The number (n) of Ca2+ channels in active zones

We based our initial estimates of n on pixel data obtained from the four nerve terminals used in the DAP studies outlined above. For each terminal, the median p and CVs2 values were used to calculate a value of n (see Eq. 16 in Materials and Methods; pixel selection was performed using the SD criterion). Using this approach, we found that n ranged from 14 to 24 across the four terminals, with a mean ± SD value of 18.3 ± 4.8. When values of n were calculated individually for each pixel and then averaged together, the results were not significantly different.

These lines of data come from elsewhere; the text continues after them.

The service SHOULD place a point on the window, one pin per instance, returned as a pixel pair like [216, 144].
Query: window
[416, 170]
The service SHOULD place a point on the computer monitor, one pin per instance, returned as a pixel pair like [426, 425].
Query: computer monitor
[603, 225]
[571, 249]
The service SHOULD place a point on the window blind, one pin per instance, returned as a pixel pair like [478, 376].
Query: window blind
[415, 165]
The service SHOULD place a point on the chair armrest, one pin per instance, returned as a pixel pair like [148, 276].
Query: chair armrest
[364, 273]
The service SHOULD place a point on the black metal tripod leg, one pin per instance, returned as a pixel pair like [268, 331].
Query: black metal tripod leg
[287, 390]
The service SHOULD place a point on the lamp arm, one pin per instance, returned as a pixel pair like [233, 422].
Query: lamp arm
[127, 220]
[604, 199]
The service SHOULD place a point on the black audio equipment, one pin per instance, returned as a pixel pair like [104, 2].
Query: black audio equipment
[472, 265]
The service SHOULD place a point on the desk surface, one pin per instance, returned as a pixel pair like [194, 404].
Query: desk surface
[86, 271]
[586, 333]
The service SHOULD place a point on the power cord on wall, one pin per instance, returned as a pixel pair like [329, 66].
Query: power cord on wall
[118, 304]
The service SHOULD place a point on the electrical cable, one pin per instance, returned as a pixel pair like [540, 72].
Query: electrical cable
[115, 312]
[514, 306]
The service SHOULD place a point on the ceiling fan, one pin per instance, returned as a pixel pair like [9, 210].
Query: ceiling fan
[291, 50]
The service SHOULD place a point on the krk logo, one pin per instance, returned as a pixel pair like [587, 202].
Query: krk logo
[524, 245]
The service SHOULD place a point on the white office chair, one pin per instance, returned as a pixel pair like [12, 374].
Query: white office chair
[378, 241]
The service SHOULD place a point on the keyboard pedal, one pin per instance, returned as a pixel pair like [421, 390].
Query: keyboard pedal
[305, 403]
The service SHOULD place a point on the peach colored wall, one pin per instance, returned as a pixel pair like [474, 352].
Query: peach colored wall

In addition, we analyzed the seven nerve terminals not treated with DAP discussed previously (see above, Selection of active zone pixels). Because these terminals were not exposed to DAP, we did not have an independent estimate of p. Instead, we used the median value (p = 0.24) determined from the DAP experiments on the initial four terminals. Using this value for p, together with the median CVs2 value for each untreated terminal, we calculated values of n, which ranged from 11 to 31, with a mean ± SD value of 18.0 ± 7.5. This average was not significantly different from the result obtained with the DAP-treated terminals (unpaired Student's t test, p = 0.9). Thus, we pooled the data from all 11 nerve terminals to obtain a final estimate of n, 18.1 ± 6.4 (mean ± SD). From our previous characterization of the PSF and pixel correlation analysis (Fig. 1), we estimated that single pixels sample spatial regions approximately equivalent to one-half of an active zone. Thus, our data indicate that each active zone has ∼2n, or only ∼36 Ca2+ channels that are capable of opening in response to an action potential (functional channels). Taking into account our numerically derived error estimates (see above, Numerical validation of SPOFA), we can compute a lower limit of 34 and an upper limit of 53 for the number of Ca2+ channels, with the actual value likely falling somewhere between. Presumably, these functional channels are distributed among the 200–250 intramembraneous particles described in freeze-fracture replicas.

The impact of pixel selection on estimates of p and n

Given that we used up to 100 nerve stimuli during image acquisition and also that individual pixels sampled an area of approximately half an active zone, we had two primary expectations regarding the selection of pixels for analysis. First, notwithstanding the low signal-to-noise ratio, a relatively low level of statistical significance should be able to differentiate between pixels that overlie the nerve terminal as opposed to the surrounding tissue. Second, as the criterion for statistical significance became more restrictive and fewer pixels were selected, those remaining should be completely restricted to the nerve terminal, and, in addition, should be increasingly restricted to positions centered over active zones (and therefore over functional Ca2+ channels). We then reasoned that values calculated for n should be smaller with less restrictive selection criteria, because an increasing fraction of pixels would “see” an area on the periphery of an active zone and therefore would detect a fluorescence signal originating from fewer channels. Conversely, values calculated for p should remain fairly constant over a wide range of selection criteria, assuming that functional channels have identical gating characteristics regardless of their location in the active zone, or that any possible heterogeneity of gating function occurs over a spatial scale much smaller than the resolution of our optical system.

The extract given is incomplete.